La commission scolaire exploite six centres d’éducation des adultes et de formation professionnelle dans toute la région, desservant environ 1 200 étudiants chaque année. Le ministre de la Langue française, Roberge, a déclaré lors d’une conférence de presse le 4 juin que la mesure est prise pour stopper le déclin de la langue française dans la province. Il a déclaré qu’il y a 27 000 étudiants dans toute la province dans les secteurs de l’éducation des adultes et de la formation professionnelle qui étudient en anglais bien qu’ils ne soient pas admissibles en vertu de la loi 101, une tendance qui, selon lui, doit être inversée.
« Il existe une très forte corrélation entre le diplôme final reçu, la langue dans laquelle nous recevons ce diplôme final, et la langue utilisée au travail, dans les communications, même dans les communications personnelles », a-t-il déclaré.

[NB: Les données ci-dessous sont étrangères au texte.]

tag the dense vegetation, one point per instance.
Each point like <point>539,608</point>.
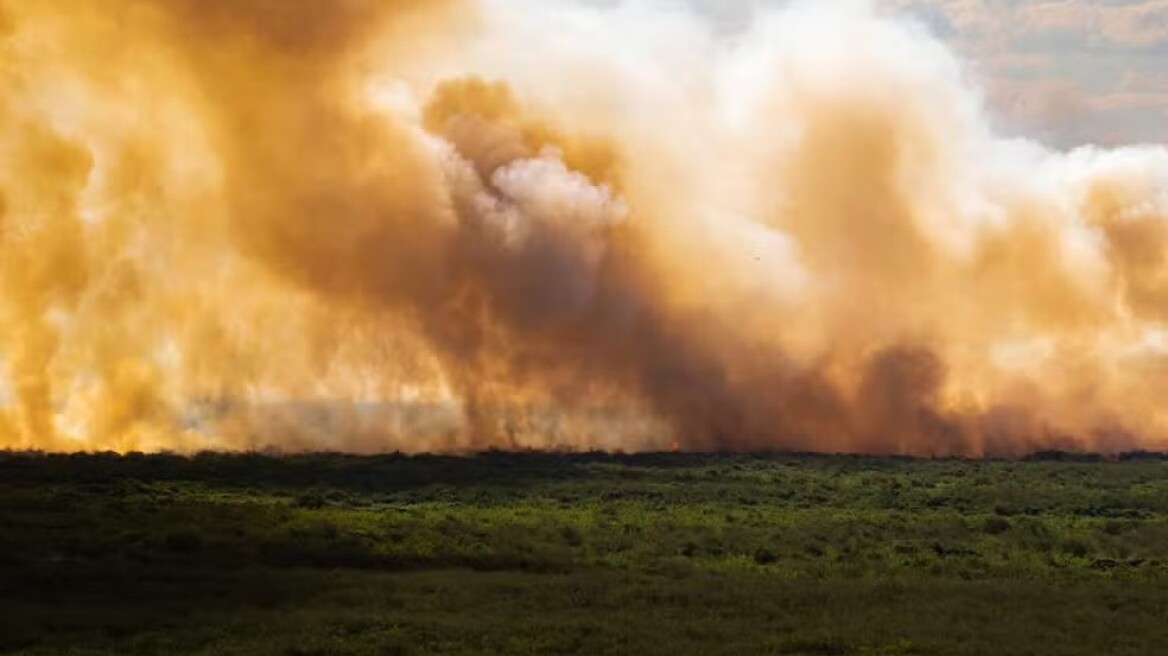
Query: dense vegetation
<point>582,553</point>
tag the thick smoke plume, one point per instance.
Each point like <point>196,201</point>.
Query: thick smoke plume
<point>463,224</point>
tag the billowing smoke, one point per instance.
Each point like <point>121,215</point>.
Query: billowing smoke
<point>463,224</point>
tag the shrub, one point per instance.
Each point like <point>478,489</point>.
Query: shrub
<point>995,525</point>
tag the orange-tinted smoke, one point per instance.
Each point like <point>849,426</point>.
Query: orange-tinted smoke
<point>482,223</point>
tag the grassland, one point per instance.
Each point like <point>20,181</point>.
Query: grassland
<point>582,553</point>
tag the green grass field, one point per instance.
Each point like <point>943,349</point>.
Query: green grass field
<point>582,553</point>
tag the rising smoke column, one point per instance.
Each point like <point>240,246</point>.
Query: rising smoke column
<point>254,222</point>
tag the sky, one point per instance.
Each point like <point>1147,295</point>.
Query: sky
<point>1065,72</point>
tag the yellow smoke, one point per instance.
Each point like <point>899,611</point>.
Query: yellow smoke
<point>484,223</point>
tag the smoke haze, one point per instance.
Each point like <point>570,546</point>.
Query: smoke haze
<point>463,224</point>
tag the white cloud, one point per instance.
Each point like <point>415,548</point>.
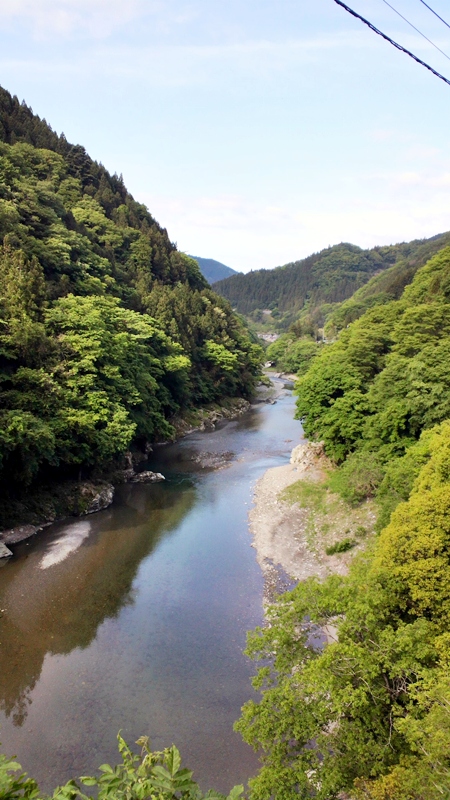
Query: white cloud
<point>98,18</point>
<point>182,65</point>
<point>250,235</point>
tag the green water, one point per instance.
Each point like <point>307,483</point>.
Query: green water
<point>135,618</point>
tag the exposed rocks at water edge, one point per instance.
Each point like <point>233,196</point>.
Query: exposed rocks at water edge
<point>26,516</point>
<point>81,499</point>
<point>291,534</point>
<point>206,419</point>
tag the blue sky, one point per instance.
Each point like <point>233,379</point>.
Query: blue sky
<point>256,132</point>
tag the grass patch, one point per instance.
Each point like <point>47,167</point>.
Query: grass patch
<point>307,494</point>
<point>340,547</point>
<point>329,523</point>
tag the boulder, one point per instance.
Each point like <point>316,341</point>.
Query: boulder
<point>96,497</point>
<point>4,551</point>
<point>147,476</point>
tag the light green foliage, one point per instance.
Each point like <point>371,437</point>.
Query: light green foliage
<point>369,713</point>
<point>291,354</point>
<point>391,376</point>
<point>148,776</point>
<point>358,477</point>
<point>106,330</point>
<point>340,547</point>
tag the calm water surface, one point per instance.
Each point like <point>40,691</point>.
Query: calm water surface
<point>135,618</point>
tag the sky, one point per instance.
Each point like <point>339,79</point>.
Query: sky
<point>256,132</point>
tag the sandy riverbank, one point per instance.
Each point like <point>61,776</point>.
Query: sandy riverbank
<point>284,533</point>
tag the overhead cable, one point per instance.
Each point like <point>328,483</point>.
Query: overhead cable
<point>416,29</point>
<point>434,12</point>
<point>391,41</point>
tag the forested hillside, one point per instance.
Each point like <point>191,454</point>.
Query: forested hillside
<point>307,290</point>
<point>106,330</point>
<point>213,270</point>
<point>376,701</point>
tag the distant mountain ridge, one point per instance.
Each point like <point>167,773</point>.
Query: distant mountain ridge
<point>213,270</point>
<point>312,287</point>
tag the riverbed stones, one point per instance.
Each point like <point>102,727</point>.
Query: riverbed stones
<point>147,476</point>
<point>95,497</point>
<point>19,533</point>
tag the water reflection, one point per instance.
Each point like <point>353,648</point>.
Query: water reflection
<point>141,626</point>
<point>60,606</point>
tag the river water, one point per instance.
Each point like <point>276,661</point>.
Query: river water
<point>135,618</point>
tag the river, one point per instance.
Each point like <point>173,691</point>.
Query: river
<point>135,618</point>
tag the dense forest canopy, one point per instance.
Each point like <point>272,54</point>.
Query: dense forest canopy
<point>106,329</point>
<point>368,716</point>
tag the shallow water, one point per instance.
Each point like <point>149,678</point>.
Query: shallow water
<point>135,618</point>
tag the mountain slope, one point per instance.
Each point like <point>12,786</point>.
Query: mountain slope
<point>213,270</point>
<point>106,330</point>
<point>312,285</point>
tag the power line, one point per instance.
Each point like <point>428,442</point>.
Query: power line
<point>416,29</point>
<point>435,13</point>
<point>391,41</point>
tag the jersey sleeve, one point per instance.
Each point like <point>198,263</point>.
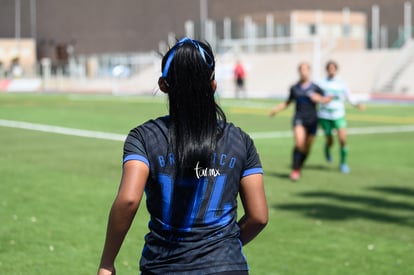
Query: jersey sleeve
<point>134,147</point>
<point>291,95</point>
<point>319,90</point>
<point>253,164</point>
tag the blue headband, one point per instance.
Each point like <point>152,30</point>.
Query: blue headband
<point>181,43</point>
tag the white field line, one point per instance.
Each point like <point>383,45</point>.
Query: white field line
<point>61,130</point>
<point>350,131</point>
<point>118,137</point>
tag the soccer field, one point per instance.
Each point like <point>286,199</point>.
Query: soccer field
<point>56,189</point>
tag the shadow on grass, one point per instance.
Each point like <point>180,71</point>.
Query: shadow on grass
<point>370,201</point>
<point>403,191</point>
<point>370,209</point>
<point>331,212</point>
<point>317,167</point>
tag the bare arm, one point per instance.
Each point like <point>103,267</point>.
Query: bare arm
<point>317,98</point>
<point>278,108</point>
<point>122,213</point>
<point>253,198</point>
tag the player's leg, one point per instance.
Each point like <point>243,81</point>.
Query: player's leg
<point>327,126</point>
<point>311,130</point>
<point>299,150</point>
<point>340,125</point>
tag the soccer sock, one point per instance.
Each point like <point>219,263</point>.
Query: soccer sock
<point>344,154</point>
<point>297,158</point>
<point>303,159</point>
<point>327,151</point>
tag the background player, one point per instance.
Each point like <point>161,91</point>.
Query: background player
<point>332,114</point>
<point>240,79</point>
<point>305,122</point>
<point>192,165</point>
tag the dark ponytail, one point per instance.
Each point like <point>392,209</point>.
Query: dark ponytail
<point>196,121</point>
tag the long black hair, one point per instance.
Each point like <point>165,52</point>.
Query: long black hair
<point>196,121</point>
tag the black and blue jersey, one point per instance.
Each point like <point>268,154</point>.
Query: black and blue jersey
<point>305,110</point>
<point>193,221</point>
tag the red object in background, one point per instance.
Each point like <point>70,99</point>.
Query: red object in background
<point>4,84</point>
<point>239,72</point>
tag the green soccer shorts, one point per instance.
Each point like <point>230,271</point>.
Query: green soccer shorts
<point>329,124</point>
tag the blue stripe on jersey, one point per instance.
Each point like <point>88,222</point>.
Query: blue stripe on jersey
<point>137,157</point>
<point>167,195</point>
<point>252,171</point>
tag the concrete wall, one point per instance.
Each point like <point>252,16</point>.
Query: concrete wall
<point>270,75</point>
<point>100,26</point>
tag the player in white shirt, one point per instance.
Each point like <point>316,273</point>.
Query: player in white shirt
<point>332,115</point>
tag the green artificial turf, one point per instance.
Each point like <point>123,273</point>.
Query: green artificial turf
<point>56,190</point>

« C’est un projet de loi qui s’ajoute à une série de mesures indispensables pour inverser le déclin de la langue française. » Proulx a remis en question la capacité des centres de services en français à absorber 27 000 étudiants supplémentaires, citant le fait que certains programmes, notamment en soins infirmiers, ont une liste d’attente dans le système français.
Il a déclaré que le système français manque également d’espace de classe disponible, remettant en question la capacité des étudiants à obtenir l’éducation qu’ils désirent. « Ils n’auront pas la capacité d’accepter ces étudiants [ . . . ] Ils n’auront pas les installations ou le personnel enseignant », a-t-il déclaré.
Le président de l’Association des commissions scolaires anglophones du Québec, Joe Ortona, a déclaré dans un communiqué de presse le 4 juin que le changement proposé créerait des obstacles inutiles pour les apprenants tout en affaiblissant les voies d’accès à l’emploi.
« Nous croyons qu’il existe des moyens plus efficaces et constructifs de renforcer et de promouvoir la langue française sans restreindre l’accès à l’éducation », a déclaré Ortona. « Améliorer l’apprentissage du français au sein des programmes de formation professionnelle et d’éducation des adultes, tout en soutenant des modèles de formation bilingue pratiques, servirait mieux à la fois les apprenants, le marché du travail québécois et l’économie de la province. »
Si ce projet de loi devient loi, les nouvelles règles n’entreraient pas en vigueur avant le 1er juillet 2028, ce qui signifie que les étudiants actuellement formés dans le système anglais seraient autorisés à terminer leur éducation en anglais. Ceux qui s’inscrivent après l’adoption du projet de loi et qui ne sont pas admissibles au système anglais devraient passer au système français.
L’Assemblée nationale doit suspendre ses travaux pour l’été le 12 juin. Si la législation n’est pas adoptée avant cette date, elle pourra se poursuivre à travers le processus législatif lorsque les députés reviendront à l’automne. Il y a une élection provinciale le 4 octobre.